Suara Bai Yueyin tenang dan riang. Itu membuat Yi Yun terkesan.
“Aku tidak suka memanfaatkan orang lain. Jika memungkinkan, aku benar-benar tidak ingin membunuhmu, tetapi tidak mungkin aku dapat mengubah Dao-mu yang telah kau pertahankan selama ratusan juta tahun. Jika aku tidak membunuhmu, kau tetap akan ingin menyatu dengan jiwa Xintong. Ketika itu terjadi, akan terlambat bagiku untuk menyesal.”
Saat Yi Yun berbicara, dia sudah mengambil keputusan sambil perlahan-lahan mengeluarkan Mirage Snow.

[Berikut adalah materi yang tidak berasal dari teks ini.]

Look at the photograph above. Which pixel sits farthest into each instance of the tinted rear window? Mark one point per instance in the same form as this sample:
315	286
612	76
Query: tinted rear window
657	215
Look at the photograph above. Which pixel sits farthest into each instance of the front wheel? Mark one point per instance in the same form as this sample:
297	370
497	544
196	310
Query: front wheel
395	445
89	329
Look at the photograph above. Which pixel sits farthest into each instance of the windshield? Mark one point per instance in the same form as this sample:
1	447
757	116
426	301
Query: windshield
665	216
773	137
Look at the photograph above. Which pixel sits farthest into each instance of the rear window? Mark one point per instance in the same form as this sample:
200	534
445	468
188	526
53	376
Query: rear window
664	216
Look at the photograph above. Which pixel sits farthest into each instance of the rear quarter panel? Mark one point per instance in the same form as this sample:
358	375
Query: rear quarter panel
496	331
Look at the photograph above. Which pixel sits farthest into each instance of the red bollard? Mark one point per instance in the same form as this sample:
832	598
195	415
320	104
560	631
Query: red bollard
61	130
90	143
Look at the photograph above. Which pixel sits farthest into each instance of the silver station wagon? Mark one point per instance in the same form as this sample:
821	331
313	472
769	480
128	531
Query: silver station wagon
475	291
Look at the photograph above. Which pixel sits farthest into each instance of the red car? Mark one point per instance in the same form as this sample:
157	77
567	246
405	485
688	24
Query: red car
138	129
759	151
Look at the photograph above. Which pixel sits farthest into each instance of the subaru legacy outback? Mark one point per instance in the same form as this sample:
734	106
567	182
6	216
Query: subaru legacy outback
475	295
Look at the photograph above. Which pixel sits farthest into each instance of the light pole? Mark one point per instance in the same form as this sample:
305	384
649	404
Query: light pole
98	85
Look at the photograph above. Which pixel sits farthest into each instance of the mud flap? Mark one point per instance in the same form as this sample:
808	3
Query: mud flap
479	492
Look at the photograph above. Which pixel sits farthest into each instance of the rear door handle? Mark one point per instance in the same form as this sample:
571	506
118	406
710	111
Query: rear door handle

“Yi Yun!” Pada saat itu, transmisi suara Yuan Qi Lin Xintong terdengar di telinga Yi Yun. “Yi Yun, aku berhutang budi pada Guru karena telah menyelamatkan hidupku. Meskipun dia ingin menyatu denganku, aku melakukannya dengan sukarela. Sekarang, tanda Dewa Leluhur masih ada di dalam dirimu. Dengan musuh di hadapan kita, semua kehidupan di alam semesta berada dalam bahaya, termasuk dirimu. Namun, kau ingin membunuh satu-satunya Raja Dewa Leluhur di Lubang Hitam. Jika kau membunuh Guru, tidak mungkin kau bisa mengalahkan Dewa Leluhur!”
Saat Lin Xintong berbicara, dia berubah menjadi sosok cahaya dan muncul di lautan jiwanya. Dia menatap Bai Yueyin dengan perasaan yang bert conflicting.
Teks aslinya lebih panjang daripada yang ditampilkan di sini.